I am a PhD scholar working with HL-60 cells and I am trying to induce DNA damage to them and detect gamma H2AX proteins (15kDa) by western blotting using a well-documented toxin, Arsenic.
However, instead of seeing a band at the expected 15kDA region, I've detected nothing after repeating the experiment several times. However, my actin band appeared whenever I detected for H2AX and actin simultaneously but surprisingly, there were no band at all for H2AX...! Only once i got some light and merged bands at 15kDa but at that time no actin band appeared..!

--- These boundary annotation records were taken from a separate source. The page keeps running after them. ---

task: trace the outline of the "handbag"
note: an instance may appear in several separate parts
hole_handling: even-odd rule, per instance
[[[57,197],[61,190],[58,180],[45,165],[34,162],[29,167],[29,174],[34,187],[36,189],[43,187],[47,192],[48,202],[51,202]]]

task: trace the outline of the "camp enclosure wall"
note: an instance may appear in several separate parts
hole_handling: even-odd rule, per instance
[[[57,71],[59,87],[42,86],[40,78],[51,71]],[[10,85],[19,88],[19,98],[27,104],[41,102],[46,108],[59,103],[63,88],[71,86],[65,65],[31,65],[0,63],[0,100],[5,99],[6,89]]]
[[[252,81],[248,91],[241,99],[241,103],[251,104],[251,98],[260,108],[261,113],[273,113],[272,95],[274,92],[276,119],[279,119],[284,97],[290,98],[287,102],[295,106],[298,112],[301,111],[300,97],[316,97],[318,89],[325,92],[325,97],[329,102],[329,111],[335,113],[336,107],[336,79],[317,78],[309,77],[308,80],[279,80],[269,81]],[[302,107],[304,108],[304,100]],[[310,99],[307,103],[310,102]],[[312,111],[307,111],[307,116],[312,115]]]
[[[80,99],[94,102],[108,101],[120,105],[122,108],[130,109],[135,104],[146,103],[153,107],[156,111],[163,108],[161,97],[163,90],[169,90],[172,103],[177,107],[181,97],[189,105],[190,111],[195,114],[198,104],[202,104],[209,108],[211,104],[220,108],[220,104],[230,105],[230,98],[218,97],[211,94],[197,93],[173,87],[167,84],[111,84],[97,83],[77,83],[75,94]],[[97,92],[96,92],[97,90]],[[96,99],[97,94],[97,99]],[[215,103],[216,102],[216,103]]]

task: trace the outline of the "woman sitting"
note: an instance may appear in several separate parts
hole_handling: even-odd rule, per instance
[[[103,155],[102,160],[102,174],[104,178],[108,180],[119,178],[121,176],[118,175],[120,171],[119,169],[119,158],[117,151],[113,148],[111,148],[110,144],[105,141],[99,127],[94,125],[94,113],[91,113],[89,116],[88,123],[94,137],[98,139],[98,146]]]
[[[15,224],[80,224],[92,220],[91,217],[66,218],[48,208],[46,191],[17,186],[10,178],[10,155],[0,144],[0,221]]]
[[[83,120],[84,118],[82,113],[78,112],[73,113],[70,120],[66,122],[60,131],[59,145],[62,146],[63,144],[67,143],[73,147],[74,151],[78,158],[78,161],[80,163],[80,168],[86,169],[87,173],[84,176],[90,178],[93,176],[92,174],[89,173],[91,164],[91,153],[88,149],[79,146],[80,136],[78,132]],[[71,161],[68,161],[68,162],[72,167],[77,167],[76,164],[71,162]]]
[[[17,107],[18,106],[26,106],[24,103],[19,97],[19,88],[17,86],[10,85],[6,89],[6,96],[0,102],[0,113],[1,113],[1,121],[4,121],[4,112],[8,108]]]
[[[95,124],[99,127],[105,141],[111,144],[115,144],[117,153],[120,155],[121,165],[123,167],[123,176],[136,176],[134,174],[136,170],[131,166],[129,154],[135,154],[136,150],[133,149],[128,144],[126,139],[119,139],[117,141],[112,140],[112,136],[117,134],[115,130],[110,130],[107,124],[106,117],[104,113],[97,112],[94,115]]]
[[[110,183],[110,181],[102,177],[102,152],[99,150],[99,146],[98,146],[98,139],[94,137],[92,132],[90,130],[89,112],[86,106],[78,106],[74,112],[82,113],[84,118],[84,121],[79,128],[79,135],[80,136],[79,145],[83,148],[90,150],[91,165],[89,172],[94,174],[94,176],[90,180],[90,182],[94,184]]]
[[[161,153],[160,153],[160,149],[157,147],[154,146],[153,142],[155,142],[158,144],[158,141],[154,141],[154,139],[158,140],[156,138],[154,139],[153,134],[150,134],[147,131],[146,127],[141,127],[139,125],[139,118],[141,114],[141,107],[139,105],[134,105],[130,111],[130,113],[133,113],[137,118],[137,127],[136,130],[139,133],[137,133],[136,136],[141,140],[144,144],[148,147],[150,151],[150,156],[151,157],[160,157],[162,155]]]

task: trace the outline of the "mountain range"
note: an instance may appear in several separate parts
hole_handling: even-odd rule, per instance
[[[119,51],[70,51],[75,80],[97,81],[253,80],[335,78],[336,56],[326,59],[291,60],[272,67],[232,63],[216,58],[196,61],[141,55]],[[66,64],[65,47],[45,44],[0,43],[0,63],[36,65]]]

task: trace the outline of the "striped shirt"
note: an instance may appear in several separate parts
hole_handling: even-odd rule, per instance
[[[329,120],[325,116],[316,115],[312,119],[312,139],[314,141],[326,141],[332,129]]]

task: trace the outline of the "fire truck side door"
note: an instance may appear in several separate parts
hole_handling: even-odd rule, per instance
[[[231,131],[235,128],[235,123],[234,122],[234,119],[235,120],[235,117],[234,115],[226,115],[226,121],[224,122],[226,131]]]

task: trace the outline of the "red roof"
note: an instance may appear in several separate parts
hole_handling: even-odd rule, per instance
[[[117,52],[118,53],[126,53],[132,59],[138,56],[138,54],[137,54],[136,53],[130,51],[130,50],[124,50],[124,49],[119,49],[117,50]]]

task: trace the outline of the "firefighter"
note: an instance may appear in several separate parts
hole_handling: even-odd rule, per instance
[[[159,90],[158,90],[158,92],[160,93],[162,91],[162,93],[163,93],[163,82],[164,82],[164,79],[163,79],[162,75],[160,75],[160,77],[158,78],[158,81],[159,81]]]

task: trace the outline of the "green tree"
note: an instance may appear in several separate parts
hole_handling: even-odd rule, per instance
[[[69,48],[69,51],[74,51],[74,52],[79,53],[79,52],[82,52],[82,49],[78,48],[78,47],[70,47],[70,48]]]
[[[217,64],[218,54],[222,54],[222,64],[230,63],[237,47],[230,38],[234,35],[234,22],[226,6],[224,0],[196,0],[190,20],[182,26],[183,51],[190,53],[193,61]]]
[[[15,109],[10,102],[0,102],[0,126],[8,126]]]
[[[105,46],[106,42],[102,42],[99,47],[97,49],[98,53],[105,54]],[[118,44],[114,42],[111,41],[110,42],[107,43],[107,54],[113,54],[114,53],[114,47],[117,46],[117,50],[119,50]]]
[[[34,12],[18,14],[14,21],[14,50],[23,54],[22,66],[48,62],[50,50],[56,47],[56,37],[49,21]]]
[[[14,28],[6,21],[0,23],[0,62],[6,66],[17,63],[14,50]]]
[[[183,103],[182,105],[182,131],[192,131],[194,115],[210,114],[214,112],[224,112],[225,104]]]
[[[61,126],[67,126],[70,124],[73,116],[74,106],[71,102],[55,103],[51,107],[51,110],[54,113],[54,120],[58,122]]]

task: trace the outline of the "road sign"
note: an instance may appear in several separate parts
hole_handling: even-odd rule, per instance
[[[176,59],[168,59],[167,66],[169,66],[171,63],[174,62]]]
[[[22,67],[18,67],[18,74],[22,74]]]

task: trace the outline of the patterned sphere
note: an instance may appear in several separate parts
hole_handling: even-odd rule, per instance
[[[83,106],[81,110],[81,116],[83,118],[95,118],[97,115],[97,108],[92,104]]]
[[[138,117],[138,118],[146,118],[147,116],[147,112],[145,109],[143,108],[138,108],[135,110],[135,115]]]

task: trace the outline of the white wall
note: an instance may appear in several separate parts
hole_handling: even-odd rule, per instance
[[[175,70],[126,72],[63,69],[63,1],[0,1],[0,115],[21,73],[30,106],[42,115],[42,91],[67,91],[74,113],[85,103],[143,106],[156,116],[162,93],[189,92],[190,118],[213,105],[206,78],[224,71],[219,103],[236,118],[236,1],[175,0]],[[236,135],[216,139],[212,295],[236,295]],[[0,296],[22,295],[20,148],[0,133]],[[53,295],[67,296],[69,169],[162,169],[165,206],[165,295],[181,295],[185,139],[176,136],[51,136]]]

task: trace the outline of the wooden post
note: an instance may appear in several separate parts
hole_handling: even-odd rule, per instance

I am very sure that the H2AX proteins are in the cells because I am using high molar concentration of arsenic that is sufficient to induce DNA damage.
where i am going wrong:
Running the gel at wrong voltage (100V) and time (2.5hrs)?
Using wrong PVDF membrane size (0.2uM )?
Transferring proteins at wrong current (200) or for wrong time (1h and 15min)
Using wrong dilution of primary antibody (1:500)?
Using wrong dilution of secondary antibody (1:10000)?
Here is my protocol:
1. Lyse the cells. centrifuge at top speed for 30mins at 4deg Celsius to remove cell debris.
2. Quantitate amount of proteins and load 20ul of protein sample onto a 13% gel. Run gel at 100V for 2.5hrs.
3. Transfer proteins to a 0.2uM PVDF membrane at1h and 15min.
4. Block membrane in freshly prepared 5% milk (in TTBS) at room temp for 1 hr.
5. Incubate membrane with anti-phospho-histone H2AX, diluted 1:500, overnight at 4deg Celsius.
6. Wash with TTBS (3X). Incubate with Rabbit HRP conjugated IgG (diluted 1:10000) for 1hr at room temp.
7. Wash with TTBS (3X) and detect with Immobilon Western Chemiluminescent HRP Substrate.
Please help me out with this problem of mine..
I shall be very thankful to you.
Edited by kokoakash, 13 August 2012 - 10:36 PM.